273190 Fault Detection and Accommodation in Particulate Processes Using Multi-Rate Sampled and Delayed Measurements

Wednesday, October 31, 2012: 9:45 AM
326 (Convention Center )
Trina Napasindayao, Department of Chemical Engineering and Materials Science, University of California, Davis, Davis, CA and Nael H. El-Farra, Department of Chemical Engineering & Materials Science, University of California, Davis, Davis, CA

Fault detection and accommodation are fundamental problems at the interface of process control and operations. Agricultural, chemical, food, mineral, and pharmaceutical process industries place a huge importance on product quality which may deteriorate when faults are not properly diagnosed and handled once they occur. Many of the underlying processes in these industries are classified as particulate processes which, in addition to the continuous phase, also include a dispersed phase composed of particulates. The dispersed phase is described using a particle size distribution which is of significance in controlling the process since it links the product quality indices to product characteristics. Although there have been numerous studies on control of particulate processes, results on fault detection and accommodation are limited at present. Fundamental issues that arise in the design of model-based fault-tolerant control systems for particulate processes include the infinite-dimensional nature of the process models, as the complex nonlinear and uncertain dynamics of particulate processes. Efforts to address these problems were initiated in [1], [2] where a unified framework for the robust detection, isolation and handling of control actuator faults in particulate processes was developed using low-order models.

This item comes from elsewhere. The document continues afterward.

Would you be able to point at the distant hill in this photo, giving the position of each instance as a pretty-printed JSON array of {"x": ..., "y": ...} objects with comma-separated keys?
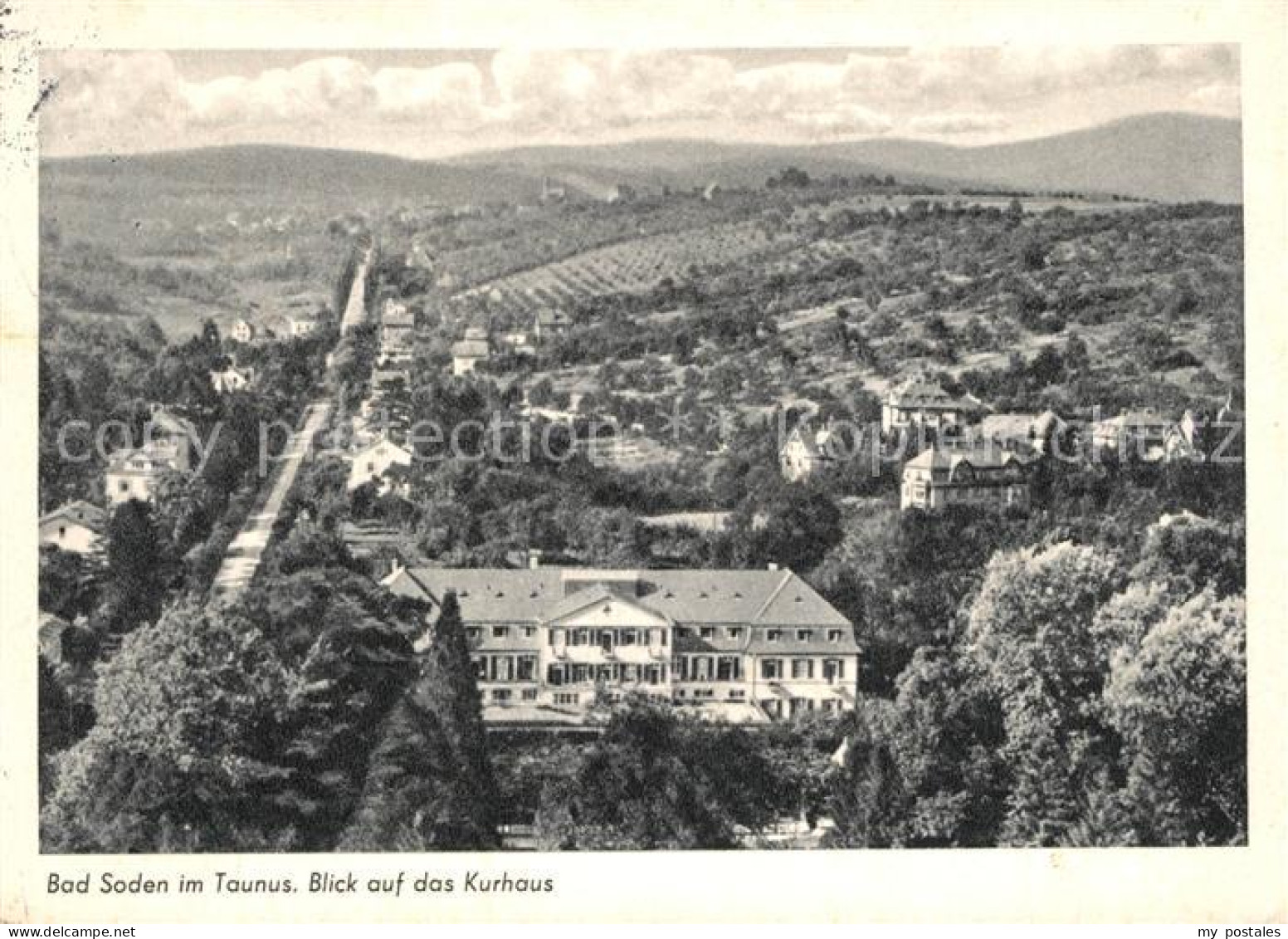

In addition to the presence of nonlinearities and uncertainty, there is a host of practical implementation issues that need to be accounted for in the design of the fault diagnosis and fault-tolerant control systems. Among these issues is the delayed arrival of discrete multi-rate measurements from the sensors. In particulate processes, the measurements of the discrete (e.g., principal moments of the particle size distribution) and continuous phase variables (e.g., solute concentration and temperature in a crystallizer) are typically available from the sensors at discrete time instances and are delayed. The control system may also make use of multiple outputs which may be subject to different sampling rates. For instance, the dispersed phase properties may be collected using light scattering techniques whereas properties of the solute concentration in the continuous phase may be obtained from a refractometer. The frequency and times at which the measurements are received by the control system are constrained by the inherent limitations on the data collection, processing and transmission capabilities of the measurement sensors. These limit the controller implementation as well as accuracy of process monitoring. Ignoring these factors in process monitoring and controller design may erode the fault diagnosis and fault handling capabilities of the fault-tolerant control system.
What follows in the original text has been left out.